Thirty-two possible combinations of the five risk factors were considered (all potential combinations of five yes–no variables = 25). Co-occurrence of risk factors was considered as the observed prevalence of combined risk factors higher than the expected prevalence if risk factors were independent, i.e. the observed/expected ratio prevalences was > 138. The presence of three or more risk factors was considered as the threshold for identifying a co-occurrence phenomenon because, after this threshold, the rates dropped down suddenly. The expected prevalence was calculated by multiplying the marginal (raw) prevalence of individual risk factors. A multivariable logistic regression model was performed to examine the odds ratio (OR) and its 95% CI for the association between sociodemograpic characteristics (sex, age, education level, household income, health insurance, ethnicity, and the geographic area—mutually adjusted for each other) and three or more risk factors.

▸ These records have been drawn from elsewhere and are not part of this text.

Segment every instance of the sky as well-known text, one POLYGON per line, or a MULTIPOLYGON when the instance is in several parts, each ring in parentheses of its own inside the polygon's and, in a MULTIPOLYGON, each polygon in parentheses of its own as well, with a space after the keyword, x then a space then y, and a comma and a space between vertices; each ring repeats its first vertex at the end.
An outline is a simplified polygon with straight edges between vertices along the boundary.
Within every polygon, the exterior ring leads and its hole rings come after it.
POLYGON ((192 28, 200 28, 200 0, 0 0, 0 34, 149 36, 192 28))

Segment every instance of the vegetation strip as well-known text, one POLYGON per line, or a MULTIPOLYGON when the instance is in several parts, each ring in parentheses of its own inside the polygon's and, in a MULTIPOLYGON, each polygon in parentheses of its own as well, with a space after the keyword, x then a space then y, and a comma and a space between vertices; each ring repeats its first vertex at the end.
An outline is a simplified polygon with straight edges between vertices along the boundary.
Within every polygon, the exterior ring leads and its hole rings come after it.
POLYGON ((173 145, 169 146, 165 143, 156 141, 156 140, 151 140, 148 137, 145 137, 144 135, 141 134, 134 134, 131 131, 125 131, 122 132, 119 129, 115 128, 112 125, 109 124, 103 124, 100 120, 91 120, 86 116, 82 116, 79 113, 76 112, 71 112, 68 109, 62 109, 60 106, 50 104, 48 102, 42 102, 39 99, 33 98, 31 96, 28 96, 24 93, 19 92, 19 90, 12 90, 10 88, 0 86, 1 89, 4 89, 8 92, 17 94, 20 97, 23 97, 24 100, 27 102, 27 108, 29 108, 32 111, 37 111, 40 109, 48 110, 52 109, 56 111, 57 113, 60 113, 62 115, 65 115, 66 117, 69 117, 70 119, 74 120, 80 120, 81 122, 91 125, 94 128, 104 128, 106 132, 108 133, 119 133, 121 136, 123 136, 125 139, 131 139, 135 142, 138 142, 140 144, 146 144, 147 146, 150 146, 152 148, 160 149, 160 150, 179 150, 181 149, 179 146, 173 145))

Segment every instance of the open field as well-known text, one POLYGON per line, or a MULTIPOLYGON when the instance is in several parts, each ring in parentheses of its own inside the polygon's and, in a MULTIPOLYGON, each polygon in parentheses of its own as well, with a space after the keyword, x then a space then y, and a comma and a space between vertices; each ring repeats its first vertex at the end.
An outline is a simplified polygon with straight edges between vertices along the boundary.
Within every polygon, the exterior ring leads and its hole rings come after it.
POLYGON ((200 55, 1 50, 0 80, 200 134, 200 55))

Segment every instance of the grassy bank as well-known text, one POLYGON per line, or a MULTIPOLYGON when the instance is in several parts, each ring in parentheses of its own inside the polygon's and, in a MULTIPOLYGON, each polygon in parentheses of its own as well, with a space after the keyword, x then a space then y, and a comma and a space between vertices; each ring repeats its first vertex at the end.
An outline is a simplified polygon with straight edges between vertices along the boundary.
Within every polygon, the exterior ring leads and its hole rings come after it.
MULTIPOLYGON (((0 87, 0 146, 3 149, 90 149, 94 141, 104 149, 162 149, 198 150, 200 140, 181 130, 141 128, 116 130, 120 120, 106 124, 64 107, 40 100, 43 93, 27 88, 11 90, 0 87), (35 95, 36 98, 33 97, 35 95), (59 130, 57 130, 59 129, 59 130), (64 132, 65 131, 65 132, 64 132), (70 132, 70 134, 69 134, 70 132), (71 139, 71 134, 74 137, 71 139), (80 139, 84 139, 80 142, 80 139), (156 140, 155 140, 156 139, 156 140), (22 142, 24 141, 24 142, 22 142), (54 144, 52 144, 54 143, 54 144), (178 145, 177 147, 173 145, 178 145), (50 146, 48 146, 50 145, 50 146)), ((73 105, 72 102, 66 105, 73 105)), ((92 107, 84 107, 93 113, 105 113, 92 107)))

Analyses were weighted by the survey design13. All statistical analyses were conducted using SPSS V22 software (SPSS Inc., IBM Corp., Armonk, New York, NY, USA). Weights took into account the complex survey design, and the four levels of the multistage sampling.
Results
The total number of participants included in the study was 5995 (3796; 61.5% women) with a mean age of 50.2 years (95% CI 48.4; 52.0). Overall, 29.6% were middle-aged (37–56 years), 53.3% had between 8 to 12 years of education, 40.8% were in the middle tertile of household income, 73.2% had public health insurance, 88.1% were not of indigenous heritage, and 84.1% lived in urban areas.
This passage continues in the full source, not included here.